Mission Ridge, also known as Mission Mountain, is a ridge in the Bridge River-Lillooet Country of the South-Central Interior of British Columbia, Canada, extending westward from the town of Lillooet along the north side of Seton Lake to Mission Pass, which is immediately above and to the north of the lakeside community of Shalalth. The road over the pass is also known as Mission Mountain, which is short for "Mission Mountain Road". Mission Creek lies on the north side of the pass, and is a tributary of the Bridge River, the lower reaches of which lie on the north side of the ridge, and which was the only road access into the upper Bridge River Country before the construction of a road through the Bridge River Canyon in the mid-1950s opened that region up to road access from the lower Bridge River valley and the town of Lillooet via the community or Moha. Most, or virtually all, of the ridge, is Indian Reserves, notably Slosh 1, under the administration of the Seton Lake Indian Band, and Bridge River 1, which is under the administration of the Bridge River Indian Band. Parts of the ridge's eastern end are in reserves controlled by the Lillooet Indian Band, including its final spires above Lillooet, which were dubbed St. Mary's Mount by the Reverend Lundin Brown in the 1860s, though that name never stuck and is ungazetted.

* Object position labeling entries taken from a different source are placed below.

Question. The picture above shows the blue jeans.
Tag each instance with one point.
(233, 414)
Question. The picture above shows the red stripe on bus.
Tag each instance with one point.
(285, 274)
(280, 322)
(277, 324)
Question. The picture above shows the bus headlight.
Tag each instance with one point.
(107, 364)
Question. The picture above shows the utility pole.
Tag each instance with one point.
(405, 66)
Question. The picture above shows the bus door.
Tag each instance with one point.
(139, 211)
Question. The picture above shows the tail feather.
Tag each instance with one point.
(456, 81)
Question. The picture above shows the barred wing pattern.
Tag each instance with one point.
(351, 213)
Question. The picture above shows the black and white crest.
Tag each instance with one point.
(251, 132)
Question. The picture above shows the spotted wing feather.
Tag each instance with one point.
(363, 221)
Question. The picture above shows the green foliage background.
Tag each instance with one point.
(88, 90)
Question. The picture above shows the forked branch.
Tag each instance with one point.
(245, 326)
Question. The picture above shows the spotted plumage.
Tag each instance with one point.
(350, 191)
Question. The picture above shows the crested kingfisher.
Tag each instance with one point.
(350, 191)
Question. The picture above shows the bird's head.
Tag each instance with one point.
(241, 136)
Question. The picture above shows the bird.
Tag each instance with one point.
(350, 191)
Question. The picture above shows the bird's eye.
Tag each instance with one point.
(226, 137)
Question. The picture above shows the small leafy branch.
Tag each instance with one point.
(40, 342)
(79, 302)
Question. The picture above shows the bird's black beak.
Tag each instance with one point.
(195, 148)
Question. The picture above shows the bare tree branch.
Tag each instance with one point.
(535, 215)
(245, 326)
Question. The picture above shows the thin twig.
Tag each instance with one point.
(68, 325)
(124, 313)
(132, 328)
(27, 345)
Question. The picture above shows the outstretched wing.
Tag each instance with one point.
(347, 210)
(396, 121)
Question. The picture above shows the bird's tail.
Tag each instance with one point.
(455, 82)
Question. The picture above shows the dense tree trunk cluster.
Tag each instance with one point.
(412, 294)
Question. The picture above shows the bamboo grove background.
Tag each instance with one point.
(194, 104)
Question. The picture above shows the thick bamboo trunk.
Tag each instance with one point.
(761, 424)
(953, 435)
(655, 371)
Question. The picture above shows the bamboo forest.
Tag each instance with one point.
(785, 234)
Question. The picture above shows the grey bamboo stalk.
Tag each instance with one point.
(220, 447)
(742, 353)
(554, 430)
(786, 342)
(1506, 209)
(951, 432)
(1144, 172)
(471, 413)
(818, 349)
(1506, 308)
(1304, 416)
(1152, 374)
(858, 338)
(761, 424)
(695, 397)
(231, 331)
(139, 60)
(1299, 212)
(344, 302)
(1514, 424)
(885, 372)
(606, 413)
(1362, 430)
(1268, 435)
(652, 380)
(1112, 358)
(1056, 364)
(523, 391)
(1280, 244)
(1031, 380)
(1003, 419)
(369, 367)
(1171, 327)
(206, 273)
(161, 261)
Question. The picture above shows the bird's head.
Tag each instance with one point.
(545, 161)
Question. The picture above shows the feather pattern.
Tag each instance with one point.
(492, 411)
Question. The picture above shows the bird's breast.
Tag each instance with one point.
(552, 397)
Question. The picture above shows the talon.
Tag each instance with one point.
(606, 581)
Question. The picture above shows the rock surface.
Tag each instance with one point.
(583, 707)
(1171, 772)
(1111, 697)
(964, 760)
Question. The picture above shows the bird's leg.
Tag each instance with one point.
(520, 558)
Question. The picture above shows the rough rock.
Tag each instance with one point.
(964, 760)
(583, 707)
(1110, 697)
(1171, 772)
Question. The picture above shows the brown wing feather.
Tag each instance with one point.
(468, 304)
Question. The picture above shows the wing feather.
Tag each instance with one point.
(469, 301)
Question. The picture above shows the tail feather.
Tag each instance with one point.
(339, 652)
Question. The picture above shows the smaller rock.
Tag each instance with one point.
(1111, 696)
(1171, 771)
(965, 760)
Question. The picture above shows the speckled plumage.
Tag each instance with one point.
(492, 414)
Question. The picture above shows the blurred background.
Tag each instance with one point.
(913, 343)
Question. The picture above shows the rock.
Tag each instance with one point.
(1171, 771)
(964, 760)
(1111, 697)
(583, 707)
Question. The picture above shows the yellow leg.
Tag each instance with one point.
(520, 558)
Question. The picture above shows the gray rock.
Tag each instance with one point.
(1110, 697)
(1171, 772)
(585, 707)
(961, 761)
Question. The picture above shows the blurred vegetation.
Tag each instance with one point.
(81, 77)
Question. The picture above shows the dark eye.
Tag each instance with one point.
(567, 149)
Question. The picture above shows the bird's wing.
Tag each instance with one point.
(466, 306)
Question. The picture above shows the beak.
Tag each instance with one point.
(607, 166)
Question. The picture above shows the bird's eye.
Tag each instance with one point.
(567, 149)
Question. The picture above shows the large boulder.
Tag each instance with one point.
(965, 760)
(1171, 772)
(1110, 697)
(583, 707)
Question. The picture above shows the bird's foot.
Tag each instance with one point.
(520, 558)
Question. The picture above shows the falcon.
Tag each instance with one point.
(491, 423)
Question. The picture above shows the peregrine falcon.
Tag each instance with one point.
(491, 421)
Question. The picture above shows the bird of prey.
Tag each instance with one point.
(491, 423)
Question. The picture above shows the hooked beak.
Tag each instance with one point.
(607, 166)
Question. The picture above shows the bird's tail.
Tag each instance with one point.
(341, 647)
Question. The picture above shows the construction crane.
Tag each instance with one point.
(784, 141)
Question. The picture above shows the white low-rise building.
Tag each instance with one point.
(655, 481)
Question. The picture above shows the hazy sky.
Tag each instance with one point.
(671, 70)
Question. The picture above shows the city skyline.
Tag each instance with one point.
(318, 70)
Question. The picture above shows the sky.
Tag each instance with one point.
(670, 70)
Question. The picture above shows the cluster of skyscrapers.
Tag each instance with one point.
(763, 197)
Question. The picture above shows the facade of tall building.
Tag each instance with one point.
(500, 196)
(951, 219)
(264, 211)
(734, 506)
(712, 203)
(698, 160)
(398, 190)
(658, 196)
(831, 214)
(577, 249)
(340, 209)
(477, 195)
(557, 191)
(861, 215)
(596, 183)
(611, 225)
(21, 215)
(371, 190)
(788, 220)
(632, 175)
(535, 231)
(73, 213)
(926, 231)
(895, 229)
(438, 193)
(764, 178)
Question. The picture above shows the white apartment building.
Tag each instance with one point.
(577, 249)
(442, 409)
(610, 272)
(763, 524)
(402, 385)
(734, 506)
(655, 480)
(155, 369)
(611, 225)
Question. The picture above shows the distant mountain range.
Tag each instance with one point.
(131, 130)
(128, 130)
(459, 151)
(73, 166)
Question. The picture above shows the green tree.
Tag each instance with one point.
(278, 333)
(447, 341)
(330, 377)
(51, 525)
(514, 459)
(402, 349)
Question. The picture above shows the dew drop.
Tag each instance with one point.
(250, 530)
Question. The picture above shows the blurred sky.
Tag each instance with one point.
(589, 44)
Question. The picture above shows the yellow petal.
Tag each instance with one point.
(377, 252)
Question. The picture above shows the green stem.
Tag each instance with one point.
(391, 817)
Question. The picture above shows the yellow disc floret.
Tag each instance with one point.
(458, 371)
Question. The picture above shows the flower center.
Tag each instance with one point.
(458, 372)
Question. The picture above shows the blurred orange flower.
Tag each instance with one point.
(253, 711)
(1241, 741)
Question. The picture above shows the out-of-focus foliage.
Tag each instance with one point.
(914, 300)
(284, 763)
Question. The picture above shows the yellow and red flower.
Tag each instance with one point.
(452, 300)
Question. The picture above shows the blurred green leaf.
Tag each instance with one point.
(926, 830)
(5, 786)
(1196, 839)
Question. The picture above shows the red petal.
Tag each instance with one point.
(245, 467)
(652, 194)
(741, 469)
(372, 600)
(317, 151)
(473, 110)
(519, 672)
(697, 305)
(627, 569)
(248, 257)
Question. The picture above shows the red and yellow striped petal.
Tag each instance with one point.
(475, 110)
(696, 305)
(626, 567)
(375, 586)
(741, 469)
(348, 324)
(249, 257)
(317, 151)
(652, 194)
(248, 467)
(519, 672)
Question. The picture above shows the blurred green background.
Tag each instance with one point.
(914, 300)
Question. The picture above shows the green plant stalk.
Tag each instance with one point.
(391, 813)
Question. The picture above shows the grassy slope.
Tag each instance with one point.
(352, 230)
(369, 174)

The name derives from the former Oblate Mission at Shalalth. Originally the ridge, which is about 20 km in length, was referred to as Mission Mountain but as another Mission Mountain was already recorded in British Columbia (on the Tsimpsean Peninsula near Prince Rupert) and the term refers really more to a small mountain range than to any one specific summit, the term Mission Ridge was coined in 1931 for official purposes. The British Columbia Geographic Names Information System places the coordinates of the ridge on Mission Peak, which is the westerly of the ridge's three main summits and is labelled on the provincial basemap as such. The other two summits are conjointly referred to as Mount McLean, with the actually-highest of the pair being officially unnamed because it is invisible from the lake and other viewpoints for the ridge (the highest summit is only visible from the Fountain-Pavilion stretch of BC Highway 99), and from Moha. Mount McLean is named for Donald McLean of the Hudson's Bay Company and a casualty of the Chilcotin War.